What do you do all summer?
That is a legitimate thing to ask a youth pastor. Some youth pastors fill up their summers and make them as busy as the school year even though numbers dip. In my 10 years of youth ministry experience I have noticed that summer programming doesn’t work. Students don’t want it, leaders don’t want it, and you probably don’t want it.
About 5 years ago we started to slowly cut back on what my youth ministry did over the summer. It went from 6 events/gatherings to 2, to nothing. It took a ton of work, and vision casting to get to a place where the youth ministry didn’t do formal events over the summer.
Instead of running solo events for students we try to incorporate our students into events already happening in the church. This summer we are going to run a movie in the park with the children’s ministry for families. Summer is all about doing different things so that when fall hits, you can have a ministry like no other.
Here are the three things I do all summer:
Pray.
Pray over everything. Tim Keller states, “Prayer is simply the key to everything we need to do and be in life.” We don’t pray for the work, prayer is the work. I love spending signifiant time over the summer praying for where God wants to take the ministry this year in this season.
I pray over leaders, students, student leaders, and families. We also pray over the students through our Facebook page, and we wrote a post on this called: developing a Facebook prayer strategy.
It’s also refreshing to renew some old or new habits. It could be praying through the Psalms. It could be journalling every day. During the craziness of the year spiritual formation can lack, or end up the back seat. Summer time is a season to get back to the centre, and to focus on the most important thing, God. Prayer is a big part of my summer. It sets up the whole ministry year.
Plan.
Each summer as we plan everything, we are getting better at what we need to have planned out and what doesn’t need to be fully planned by the fall. One of the things that needs to be planned by the fall is the calendar. If you don’t have a calendar here are some options. We have our events on the calendar and teaching series. All the crucial information needs to go out to parents in the fall or your youth ministry won’t be a priority. You can’t complain when students can’t show up to something because you only gave them two weeks notice. This way everything is planned in the fall.
This year we are going to have the whole year calendar planned out. We have a missions trip coming up next march, and we need all the key events on the calendar with the prices so that parents can plan and budget for their student in the youth ministry.
I also want the missions trip bundle out by August 1. This is a way that gives parents 9 months to pray, plan, and pay for the trip. The goal of my youth ministry is that every student would get on shot at a short term missions trip in their youth ministry life.
Another thing we plan out is our teaching series. I usually trie to have the series, passages and main idea all ready to go for the fall. The hardest part for me with sermon prep is figuring out the main idea of a passage. If I can exegete a passage to get the main idea before, that will save hours off my week during the school year. You can get all the sermon templates in our printable youth pastor series for free here.

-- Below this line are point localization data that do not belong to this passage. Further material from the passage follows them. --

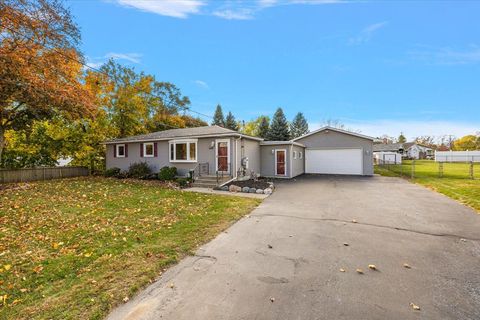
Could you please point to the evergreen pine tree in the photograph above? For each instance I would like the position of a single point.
(218, 118)
(230, 122)
(299, 126)
(279, 130)
(263, 128)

When I tell people that I am planning during the summer, and what all is going to get done, there are not complaints. People are understanding that my leaders need a break, and mentally I need one too. If you go this route, make sure that you actually deliver in the fall. You need to have all promotional material to go the first week.
Play.
Each summer I try to schedule my time so that I am in the office in the morning, and out in the afternoon. I am at the skatepark, beach, or starbucks. It’s nice to be out of my office and in the community. It’s the part I love about summer. Hanging out with students and getting to know them on their turf. Some of the best conversations have been had during these summer times with students from my community.
This year we purchased a go pro and we will bring it down to the park and let students use it. Each week we will publish a skate video that will go to our Facebook page that will promote the youth ministry in the community. It’s also a digital business card for students to search out and find the video to see their part.
Those are the three things I do during the summer. My ministry shifts gears why? Because leaders and students need the break. Craig Groeschel at catalyst west coast stated, “I can because I don’t.” Being busy during the summer won’t justify your job, it won’t make you feel more valuable or irreplaceable. Being busy all year will drain you and eventually burn you out. I found out that I needed a rhythm that was different. In the summer, I need to say no to a lot of things so that my ministry can function in a high capacity during the rest of the year. As Groeschel says, “I can because I don’t.”
What is your summer like? What do you do all summer?